Endocrine Abstracts

Background: Second generation antipsychotics (SGAs) are increasingly playing a bigger role in the treatment of schizophrenia and other psychiatric conditions due to their lower extra pyramidal side effect profile However, SGAs are known to cause clinically relevant metabolic derangements including hyperglycaemia

Case: A 70-year-old gentleman was admitted with generalised weakness and increased urinary frequency (polyuria) and polydipsia. His blood glucose was noted to be significantly elevated (72.6 mmol/l) and was diagnosed with hyperosmolar hyperglycaemic (HHS) and other blood test revealed acute kidney injury. He was not acidotic on venous blood gas analysis; blood ketones were negative with normal bicarbonate. His background includes pre-diabetes (diet controlled type 2 diabetes), which was diagnosed in May 2021 after about 2 years of olanzapine exposure, Paranoid schizophrenia, Bronchiectesis, Chronic kidney disease and abdominal aortic aneurysm. He was on olanzapine started in 2018. HHS was probably triggered by being on Olanzapine. He was started on IV fluid replacement followed by insulin infusion. His medications include aspirin 75 mg od, furosemide 20 mg od, atorvastatin 40 mg od, omeprazole 20 mg od, olanzapine 7.5 mg od He made improvement clinically and his renal function was better following which his oral metformin as well as Gliclazide. Olanzapine was continued.

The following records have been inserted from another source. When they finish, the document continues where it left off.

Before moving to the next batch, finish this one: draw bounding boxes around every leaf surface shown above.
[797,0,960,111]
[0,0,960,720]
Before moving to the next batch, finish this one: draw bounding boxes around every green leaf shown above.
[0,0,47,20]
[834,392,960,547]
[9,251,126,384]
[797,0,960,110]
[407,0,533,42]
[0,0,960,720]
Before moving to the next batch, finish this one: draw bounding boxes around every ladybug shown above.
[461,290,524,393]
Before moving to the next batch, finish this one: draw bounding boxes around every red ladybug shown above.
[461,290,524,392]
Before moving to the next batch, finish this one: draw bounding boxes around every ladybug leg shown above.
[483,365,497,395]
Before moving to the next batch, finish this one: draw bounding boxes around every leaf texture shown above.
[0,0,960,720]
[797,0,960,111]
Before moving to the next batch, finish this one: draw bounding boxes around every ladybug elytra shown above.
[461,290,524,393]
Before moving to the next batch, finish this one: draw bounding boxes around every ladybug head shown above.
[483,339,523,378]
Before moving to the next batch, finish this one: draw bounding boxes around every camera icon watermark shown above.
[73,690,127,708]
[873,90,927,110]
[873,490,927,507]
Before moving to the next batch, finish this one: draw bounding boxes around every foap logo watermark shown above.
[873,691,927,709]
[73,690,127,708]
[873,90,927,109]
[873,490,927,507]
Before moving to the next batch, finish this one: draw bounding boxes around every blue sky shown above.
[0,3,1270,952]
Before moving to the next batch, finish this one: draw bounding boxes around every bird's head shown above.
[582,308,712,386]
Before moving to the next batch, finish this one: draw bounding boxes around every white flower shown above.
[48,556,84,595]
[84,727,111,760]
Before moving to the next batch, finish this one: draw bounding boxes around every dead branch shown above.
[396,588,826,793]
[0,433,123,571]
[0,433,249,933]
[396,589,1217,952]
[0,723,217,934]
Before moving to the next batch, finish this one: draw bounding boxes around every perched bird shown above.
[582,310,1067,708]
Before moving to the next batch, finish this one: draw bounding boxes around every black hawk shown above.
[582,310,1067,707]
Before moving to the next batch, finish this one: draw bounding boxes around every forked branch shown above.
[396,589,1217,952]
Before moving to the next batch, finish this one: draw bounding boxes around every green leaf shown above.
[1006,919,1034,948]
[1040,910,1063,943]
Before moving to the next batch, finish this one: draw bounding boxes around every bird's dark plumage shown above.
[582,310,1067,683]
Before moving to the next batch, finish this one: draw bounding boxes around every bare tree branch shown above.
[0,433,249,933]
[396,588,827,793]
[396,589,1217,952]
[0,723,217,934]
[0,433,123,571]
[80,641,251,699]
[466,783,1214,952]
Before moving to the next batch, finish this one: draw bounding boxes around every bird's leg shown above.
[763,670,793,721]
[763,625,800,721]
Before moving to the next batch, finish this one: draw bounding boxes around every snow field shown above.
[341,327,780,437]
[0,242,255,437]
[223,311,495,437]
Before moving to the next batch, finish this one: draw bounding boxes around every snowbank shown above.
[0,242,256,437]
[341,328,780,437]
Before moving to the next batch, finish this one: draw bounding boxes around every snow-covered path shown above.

Discussion: The prevalence of diabetes in bipolar/schizophrenic patients is 10-15%. This is 2-3 folds that of general population (3.5-5%-Holt et al 2005. Diabetes and other metabolic risk factors contribute to increase rate of CVD. Life expectancy is reduced by 10-15 years in people with schizophrenia (Brown et al 200). Postulated mechanism of olanzapine induced hyperglycaemia include: increased appetite(dopaminergic), induction of weight gain, possible direct beta cell toxicity and pancreatitis, increased insulin resistance and decreased insulin sensitivity, 2-3-fold increased risk of diabetes in mental health patients as well as the role of prolactin in dysregulation of glucose. Ethnicity, family or personal history of diabetes poverty, urbanisation, poor diet, physical inactivity also contribute to hyperglycaemia. The time taken for clinical manifestations of hyperglycaemia varies from a few days to a few years.

Conclsion: Managing diabetes in patients with mental health problems can be challenging. It has to be integrated, MDT team (psychiatry and diabetology teams), use of cognitive behavioural therapy (CBT), use of motivational interview. NICE recommends screening for diabetes at baseline, 3-4 months after initiation of anti-psychotic and then annually.